Ela ignora  o espaço e a morte. O combate pela eternidade terá um final exitoso se houver uma verticalização na vida, um mergulho na alma, ali onde, justamente, nasce a chama artística.

Os escritores não ignoram que ao encontrar a “ voz interior”  o texto sai com mais densidade e literariedade.  A partir desse momento, não é mais propriamente o autor, aquele com o nome na capa do livro, a escrever; antes um narrador travestido de autor, agora o novo dono da caneta ou das teclas do computador. Uns vão chamar isso de concentração, outros de encontro com a alma, outros de encontro com  o divino, outros ainda de “ possessão” por um escritor já desaparecido, outros , simplesmente, de técnica inerente ao ofício de escritor. Todos têm consciência, porém, que o resultado daquele esforço cognitivo será atemporal.

Equacionar o conflito entre razão e emoção alojado na nossa mente é encontrar o humanismo. Se não houver o freio da razão só viceja a animalidade. A emoção deve sair dosada, como passando por um magnífico giclê dosador; muito afoga, pouco não pega. Ao artista traçar essas linhas demarcatórias ! Linhas que têm um jogo de cintura de artista para artista. A arte bamboleia sobre essa demarcação. Para esse traço não há tempo nem espaço.

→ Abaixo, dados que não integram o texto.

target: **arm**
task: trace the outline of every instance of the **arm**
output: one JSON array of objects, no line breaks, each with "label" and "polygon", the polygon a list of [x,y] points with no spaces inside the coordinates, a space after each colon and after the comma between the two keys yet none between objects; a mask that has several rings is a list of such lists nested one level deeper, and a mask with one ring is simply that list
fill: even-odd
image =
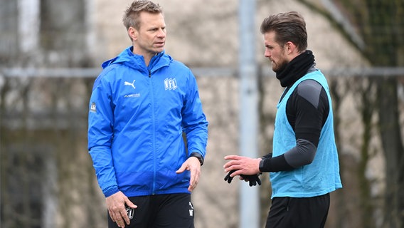
[{"label": "arm", "polygon": [[263,158],[260,170],[287,171],[312,163],[329,111],[328,98],[322,86],[313,80],[302,82],[287,104],[288,120],[296,135],[296,146],[282,155]]},{"label": "arm", "polygon": [[111,143],[113,135],[112,91],[102,80],[95,81],[90,99],[88,113],[88,150],[100,187],[106,197],[117,193],[118,187],[112,163]]},{"label": "arm", "polygon": [[208,121],[202,110],[196,80],[189,71],[188,92],[181,110],[182,126],[188,151],[188,158],[176,171],[177,173],[189,170],[191,172],[188,191],[196,187],[201,175],[201,166],[206,153],[208,141]]}]

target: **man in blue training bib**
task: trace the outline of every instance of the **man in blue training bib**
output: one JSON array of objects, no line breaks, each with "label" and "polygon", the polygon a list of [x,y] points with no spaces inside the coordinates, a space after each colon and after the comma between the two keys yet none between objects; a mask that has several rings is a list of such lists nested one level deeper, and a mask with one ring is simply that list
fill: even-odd
[{"label": "man in blue training bib", "polygon": [[270,172],[272,205],[266,228],[324,227],[329,192],[342,187],[327,81],[307,50],[306,23],[297,12],[261,24],[265,56],[285,88],[277,105],[272,152],[225,156],[230,177]]}]

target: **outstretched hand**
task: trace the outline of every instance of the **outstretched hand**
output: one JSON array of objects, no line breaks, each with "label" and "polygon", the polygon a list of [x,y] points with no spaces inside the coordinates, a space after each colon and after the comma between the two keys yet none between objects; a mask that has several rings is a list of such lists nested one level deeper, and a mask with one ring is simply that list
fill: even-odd
[{"label": "outstretched hand", "polygon": [[181,173],[185,170],[188,170],[191,172],[191,180],[189,180],[188,190],[192,192],[196,187],[199,181],[199,176],[201,175],[201,162],[199,162],[198,158],[195,157],[188,158],[181,167],[176,171],[176,173]]},{"label": "outstretched hand", "polygon": [[122,192],[118,192],[106,198],[107,207],[112,222],[116,222],[119,227],[124,227],[125,224],[129,224],[130,220],[125,209],[125,204],[131,208],[137,208],[128,197]]},{"label": "outstretched hand", "polygon": [[[227,174],[227,175],[225,177],[225,181],[227,181],[228,183],[231,183],[231,181],[233,180],[233,178],[234,177],[230,177],[230,175],[232,173],[233,173],[234,172],[235,172],[237,170],[233,170],[229,171],[229,172]],[[260,177],[258,177],[258,175],[240,175],[240,180],[244,180],[245,181],[248,181],[250,184],[250,186],[255,186],[257,185],[257,184],[258,184],[258,185],[261,185],[261,180],[260,180]]]}]

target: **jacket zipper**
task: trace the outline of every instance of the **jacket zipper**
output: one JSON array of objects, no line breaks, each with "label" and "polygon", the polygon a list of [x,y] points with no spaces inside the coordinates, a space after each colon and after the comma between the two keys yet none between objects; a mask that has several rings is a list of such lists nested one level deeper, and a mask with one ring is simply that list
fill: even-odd
[{"label": "jacket zipper", "polygon": [[148,70],[149,71],[149,78],[150,81],[150,83],[149,83],[149,90],[150,90],[150,94],[151,94],[151,101],[150,103],[152,104],[152,150],[153,150],[153,189],[152,189],[152,195],[154,195],[156,194],[156,124],[155,124],[155,119],[156,117],[154,115],[154,94],[153,93],[154,90],[153,90],[153,81],[152,80],[152,72],[150,72],[150,70]]}]

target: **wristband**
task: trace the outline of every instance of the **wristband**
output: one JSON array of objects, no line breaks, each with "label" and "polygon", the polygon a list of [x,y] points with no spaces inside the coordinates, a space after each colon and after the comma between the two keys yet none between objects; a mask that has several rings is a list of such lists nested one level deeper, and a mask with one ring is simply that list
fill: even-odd
[{"label": "wristband", "polygon": [[191,155],[189,155],[189,157],[195,157],[196,158],[198,158],[198,160],[199,160],[199,163],[201,163],[201,166],[202,166],[202,165],[203,165],[203,157],[202,157],[202,155],[201,155],[198,152],[193,152],[191,154]]}]

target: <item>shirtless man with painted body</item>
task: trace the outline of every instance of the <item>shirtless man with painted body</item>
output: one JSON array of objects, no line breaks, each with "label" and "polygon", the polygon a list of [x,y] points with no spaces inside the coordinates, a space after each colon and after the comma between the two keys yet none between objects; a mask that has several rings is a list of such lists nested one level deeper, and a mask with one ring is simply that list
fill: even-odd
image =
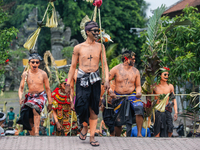
[{"label": "shirtless man with painted body", "polygon": [[[159,74],[158,76],[160,76],[160,83],[155,85],[155,88],[153,89],[154,94],[168,94],[168,93],[173,93],[174,94],[174,86],[172,84],[168,84],[168,77],[169,77],[169,68],[160,68],[159,70]],[[156,99],[158,99],[158,97],[155,97]],[[159,104],[159,100],[157,101],[157,103]],[[166,105],[169,104],[169,97],[168,100],[166,102]],[[174,104],[174,121],[177,120],[177,102],[175,97],[173,98],[173,104]],[[167,114],[166,114],[167,113]],[[167,130],[168,130],[168,137],[172,136],[173,133],[173,120],[171,118],[171,113],[169,113],[167,110],[165,111],[165,115],[166,115],[166,124],[167,124]],[[160,115],[161,116],[161,115]],[[169,120],[169,121],[168,121]],[[158,120],[155,121],[155,130],[159,131],[159,123],[157,124]],[[159,121],[160,122],[160,121]],[[166,134],[165,134],[166,135]],[[155,132],[155,137],[160,137],[160,132],[157,133]]]},{"label": "shirtless man with painted body", "polygon": [[74,47],[72,63],[66,85],[66,93],[70,94],[70,83],[73,80],[77,62],[79,62],[75,103],[75,111],[77,113],[79,124],[83,124],[83,129],[80,132],[79,138],[81,140],[86,139],[88,126],[85,125],[85,122],[89,123],[91,130],[90,144],[92,146],[99,146],[99,143],[94,139],[101,93],[98,71],[99,61],[101,60],[101,63],[105,66],[104,86],[106,89],[109,89],[108,65],[106,62],[105,47],[103,46],[103,60],[101,44],[96,42],[99,34],[97,23],[93,21],[87,22],[85,25],[85,31],[87,34],[87,40]]},{"label": "shirtless man with painted body", "polygon": [[[119,64],[113,67],[109,73],[109,80],[114,78],[115,80],[115,91],[111,89],[109,92],[111,93],[110,96],[116,97],[117,95],[129,95],[132,94],[133,91],[136,90],[136,98],[141,97],[141,83],[140,83],[140,73],[139,71],[133,67],[135,63],[135,53],[131,51],[125,51],[122,54],[122,61],[123,64]],[[135,99],[135,97],[132,97]],[[131,102],[132,104],[134,102]],[[138,102],[137,102],[138,103]],[[140,105],[140,112],[135,112],[136,114],[136,124],[138,127],[138,136],[141,135],[142,123],[143,123],[143,105],[139,102]],[[137,107],[137,106],[136,106]],[[134,109],[135,106],[132,107]],[[115,110],[115,109],[114,109]],[[117,113],[117,110],[115,110]],[[121,126],[115,127],[116,136],[120,136],[122,131]]]},{"label": "shirtless man with painted body", "polygon": [[[24,103],[26,106],[31,107],[33,110],[34,118],[29,119],[29,123],[32,128],[30,134],[36,136],[39,135],[40,113],[46,103],[46,95],[49,102],[48,110],[51,111],[52,108],[49,80],[46,72],[38,68],[40,65],[40,60],[42,60],[42,58],[38,54],[31,54],[29,57],[30,69],[28,72],[24,72],[22,74],[22,80],[18,91],[20,105]],[[27,78],[26,81],[29,93],[27,94],[27,99],[23,100],[22,95],[24,91],[25,78]],[[46,93],[44,92],[44,86]],[[39,97],[35,98],[35,96]]]}]

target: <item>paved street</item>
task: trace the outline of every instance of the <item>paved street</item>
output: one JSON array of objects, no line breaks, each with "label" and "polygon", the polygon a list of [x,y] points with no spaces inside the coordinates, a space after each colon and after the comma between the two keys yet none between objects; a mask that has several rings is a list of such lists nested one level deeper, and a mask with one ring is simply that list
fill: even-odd
[{"label": "paved street", "polygon": [[92,147],[78,137],[20,137],[0,138],[1,150],[199,150],[200,138],[125,138],[97,137],[99,147]]}]

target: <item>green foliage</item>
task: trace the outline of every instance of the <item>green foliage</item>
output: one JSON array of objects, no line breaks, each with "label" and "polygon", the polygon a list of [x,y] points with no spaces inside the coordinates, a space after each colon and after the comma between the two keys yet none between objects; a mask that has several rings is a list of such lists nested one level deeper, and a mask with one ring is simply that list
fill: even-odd
[{"label": "green foliage", "polygon": [[[175,85],[183,87],[186,81],[193,85],[191,91],[195,91],[195,86],[200,84],[200,14],[197,8],[186,7],[184,14],[173,18],[177,20],[189,20],[189,26],[177,26],[168,32],[168,51],[163,57],[165,65],[169,66],[172,75],[171,80]],[[167,26],[170,26],[168,24]]]},{"label": "green foliage", "polygon": [[[9,0],[5,3],[9,4],[13,1],[15,0]],[[9,11],[8,25],[14,25],[17,28],[22,27],[28,14],[36,7],[38,17],[42,20],[47,4],[48,1],[17,0],[16,5]],[[54,5],[65,26],[71,27],[72,37],[79,42],[83,42],[84,39],[80,34],[80,22],[86,15],[92,16],[94,10],[92,3],[83,0],[56,0]],[[144,27],[146,23],[144,12],[147,7],[148,5],[144,0],[103,1],[101,6],[102,27],[115,43],[119,43],[118,49],[115,51],[117,55],[121,53],[122,48],[127,48],[134,51],[138,58],[140,57],[142,41],[137,35],[130,33],[129,30],[131,27]],[[50,49],[50,32],[43,32],[43,30],[38,39],[40,55]],[[106,47],[108,45],[106,44]]]},{"label": "green foliage", "polygon": [[62,49],[62,55],[64,56],[64,58],[67,58],[67,60],[71,61],[73,49],[74,49],[74,47],[72,47],[72,46],[64,47]]},{"label": "green foliage", "polygon": [[161,23],[161,15],[166,10],[165,5],[161,5],[154,11],[154,15],[149,19],[148,29],[147,29],[147,44],[151,47],[151,50],[154,49],[155,40],[157,38],[157,32],[159,25]]},{"label": "green foliage", "polygon": [[119,59],[119,57],[113,58],[111,60],[111,63],[109,64],[109,70],[112,69],[113,67],[115,67],[116,65],[120,64],[121,61]]},{"label": "green foliage", "polygon": [[5,28],[2,26],[7,19],[7,13],[0,8],[0,76],[4,73],[4,65],[8,59],[8,49],[11,40],[17,36],[18,30],[14,27]]}]

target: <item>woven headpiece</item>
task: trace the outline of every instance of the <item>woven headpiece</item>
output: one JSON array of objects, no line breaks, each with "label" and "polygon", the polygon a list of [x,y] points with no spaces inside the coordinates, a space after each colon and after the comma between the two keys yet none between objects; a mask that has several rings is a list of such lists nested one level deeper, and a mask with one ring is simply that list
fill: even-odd
[{"label": "woven headpiece", "polygon": [[28,60],[31,60],[31,59],[39,59],[40,61],[43,60],[42,57],[38,53],[30,54]]}]

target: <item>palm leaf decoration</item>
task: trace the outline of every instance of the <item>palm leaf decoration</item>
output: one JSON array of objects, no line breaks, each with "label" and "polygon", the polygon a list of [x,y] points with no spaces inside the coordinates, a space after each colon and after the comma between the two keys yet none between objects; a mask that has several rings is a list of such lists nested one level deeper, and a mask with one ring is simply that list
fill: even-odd
[{"label": "palm leaf decoration", "polygon": [[154,15],[149,19],[147,29],[147,44],[153,49],[155,38],[157,36],[159,25],[161,24],[161,15],[166,10],[165,5],[161,5],[154,11]]}]

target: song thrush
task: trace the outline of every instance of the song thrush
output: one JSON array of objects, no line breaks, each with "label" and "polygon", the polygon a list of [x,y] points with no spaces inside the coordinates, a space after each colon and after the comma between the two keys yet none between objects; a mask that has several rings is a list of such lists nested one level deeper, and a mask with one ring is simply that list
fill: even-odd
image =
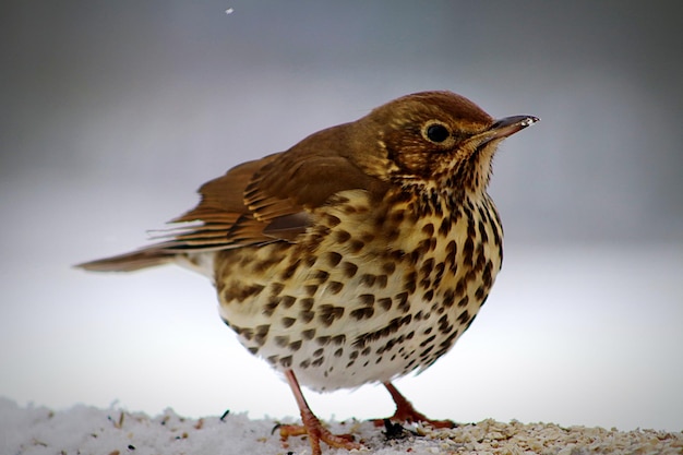
[{"label": "song thrush", "polygon": [[205,183],[160,243],[80,266],[207,275],[225,323],[291,386],[303,427],[283,438],[308,433],[313,454],[321,440],[359,447],[320,423],[299,381],[382,382],[395,419],[429,421],[391,381],[448,351],[486,301],[503,255],[491,159],[538,120],[496,121],[450,92],[407,95]]}]

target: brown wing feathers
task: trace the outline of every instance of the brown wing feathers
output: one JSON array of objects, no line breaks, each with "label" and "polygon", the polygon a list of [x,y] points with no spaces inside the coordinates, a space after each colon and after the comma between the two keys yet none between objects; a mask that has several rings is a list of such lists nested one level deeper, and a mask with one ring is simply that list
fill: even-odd
[{"label": "brown wing feathers", "polygon": [[383,193],[386,183],[351,161],[349,144],[339,140],[344,134],[333,141],[329,132],[313,135],[322,148],[311,147],[310,136],[288,152],[244,163],[205,183],[197,206],[172,219],[172,227],[156,238],[160,243],[79,266],[128,272],[171,262],[180,252],[293,241],[310,226],[311,212],[333,194],[351,189]]}]

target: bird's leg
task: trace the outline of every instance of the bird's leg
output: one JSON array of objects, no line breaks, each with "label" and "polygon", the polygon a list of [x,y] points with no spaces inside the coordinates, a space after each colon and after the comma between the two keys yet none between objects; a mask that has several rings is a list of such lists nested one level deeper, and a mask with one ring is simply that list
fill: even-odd
[{"label": "bird's leg", "polygon": [[346,448],[348,451],[352,448],[361,448],[359,443],[354,442],[352,435],[332,434],[329,430],[323,427],[311,408],[309,408],[308,403],[305,403],[305,398],[303,397],[301,387],[299,386],[299,381],[297,381],[297,376],[295,376],[293,371],[286,370],[285,378],[287,378],[291,392],[295,394],[297,405],[301,411],[301,421],[303,422],[303,426],[285,424],[279,427],[280,440],[283,441],[283,445],[285,445],[285,447],[287,446],[287,438],[308,434],[309,441],[311,442],[312,455],[321,455],[321,441],[325,442],[331,447]]},{"label": "bird's leg", "polygon": [[[396,403],[396,412],[390,420],[394,420],[397,422],[424,422],[429,423],[434,428],[455,428],[456,423],[452,420],[431,420],[428,419],[421,412],[418,412],[408,399],[398,392],[398,390],[391,382],[383,382],[384,386],[392,394],[392,398],[394,398],[394,403]],[[384,419],[375,419],[374,424],[376,427],[382,427],[384,424]]]}]

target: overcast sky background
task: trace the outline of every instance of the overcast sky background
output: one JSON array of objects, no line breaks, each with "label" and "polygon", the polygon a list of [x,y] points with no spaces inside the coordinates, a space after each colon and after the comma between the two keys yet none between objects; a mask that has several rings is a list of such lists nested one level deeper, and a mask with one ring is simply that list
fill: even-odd
[{"label": "overcast sky background", "polygon": [[[451,89],[542,121],[494,163],[506,250],[488,304],[399,388],[435,418],[683,429],[676,7],[3,2],[0,395],[296,415],[204,278],[70,265],[142,246],[243,160]],[[393,410],[372,386],[308,397],[323,418]]]}]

Ao escrever, em 1516, o seu Sobre o melhor Estado e sobre a nova ilha Utopia, Thomas Morus cria um lugar diferente daqueles conhecidos por seus leitores, uma ilha onde não há desequilíbrios sociais e onde reina a igualdade. Morus retoma o estado ideal de Platão. A fabricação de um outro mundo basta para revelar os poderes incomensuráveis da arte e , por tabela, da condição humana. A fabulação de Morus é atemporal. No Sítio do Picapau Amarelo não se vê um patriarca a dar ordens. A personagem principal é Dona Benta. Não havia - e nem há, é pena - sociedade assim estruturada, com as mulheres no leme , pouco importa, vale a imaginação de Monteiro Lobato. O genial autor  hoje padece das opiniões racistas que, por tabela, maculam a sua obra.  Seu   Jorge, o iniciante escritor do conto “ O triunfo”, primeiro conto publicado pela Clarice, bem sabia das dificuldades, do balizamento, das impossibilidades, da finitude. Mas sabia da possível eternidade.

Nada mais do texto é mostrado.